The Criminal Assets Bureau (Cab) has confiscated 12 online accounts, wallets containing 6,000 bitcoin of a drug dealer who had €55 million (over $59.6 million) of his fortune in the digital currency but lost the keys to access his wallet after hiding them with his fishing rod, which has now gone missing, reported the Irish Times.
This also means, these €53.6 million worth of bitcoin are also out of the Cab’s reach, which has been apparently the biggest case in the Cab’s 25-year history. Bitcoin advocate Andreas Antonopoulos said,
“Funny how people who create money by fiat think they can also seize it by fiat, even when it’s not fiat. “But we said we seized it. In writing and on official paper and everything! What do you mean it’s not seized?” Crypto: I respect your authority but I doubt your ability.”
However, trader Crypto Gainz says, even still,
“you know the amount of bitcoin and presumably the owner of the address(es) Now try it with monero. You wouldn’t even know the amount seized. It wouldn’t warrant a headline.”
Punishment of stupidity
The drug dealer Clifton Collins, 49, from Dublin, originally bought most of his bitcoin in late 2011 and early 2012 using cash that he made from growing crops of cannabis. In the last decade, Bitcoin’s value soared 9 million percent and is currently trading at $9,630.
In early 2017, during the last bull run, he had these over 6,000 BTC in one account but because it might be too easy for hackers to access, Collins spread it across 12 accounts, 500 Bitcoin worth €4.5 million in each wallet.

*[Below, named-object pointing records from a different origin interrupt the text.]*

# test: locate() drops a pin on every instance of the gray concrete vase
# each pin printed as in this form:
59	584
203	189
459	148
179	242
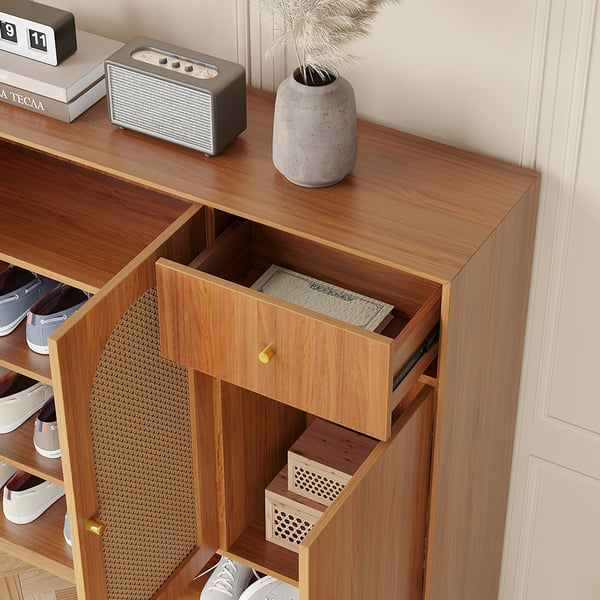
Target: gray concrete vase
314	131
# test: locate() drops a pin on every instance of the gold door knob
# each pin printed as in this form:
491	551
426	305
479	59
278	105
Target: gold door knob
94	526
266	355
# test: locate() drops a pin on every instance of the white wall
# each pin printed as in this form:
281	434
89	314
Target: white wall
515	79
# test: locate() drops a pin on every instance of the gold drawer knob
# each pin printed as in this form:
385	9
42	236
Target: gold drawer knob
266	355
94	526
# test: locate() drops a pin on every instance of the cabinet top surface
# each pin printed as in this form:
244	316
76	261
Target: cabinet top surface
411	202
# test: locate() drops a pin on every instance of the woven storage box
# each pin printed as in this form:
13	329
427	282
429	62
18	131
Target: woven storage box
324	458
288	516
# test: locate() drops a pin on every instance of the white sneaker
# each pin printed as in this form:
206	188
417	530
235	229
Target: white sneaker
27	496
20	397
6	472
269	588
227	581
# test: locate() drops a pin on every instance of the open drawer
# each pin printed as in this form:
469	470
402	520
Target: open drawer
211	320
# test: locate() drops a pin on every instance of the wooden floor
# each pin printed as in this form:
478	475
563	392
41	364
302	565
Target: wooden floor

Collins printed out the code on a piece of paper and hid it inside the aluminum cap of his case containing his fishing rod which he kept at his rented home in Cornamona, Co Galway. But a burglary during the time he was arrested and jailed for possession of cannabis lost him his fishing rod and the codes to access his wallet. However, Collins has reportedly come to terms with the loss of the money and took it as a punishment for his own stupidity.
For now, Cab has been able to access only a small stash of Bitcoin valued at €1.5 million that he had in other accounts and seized them along with €100,000 in cash.
Garda officers are hopeful that advances in technology would allow them one day to access the bitcoin that they haven’t’ been able to so they could be sold.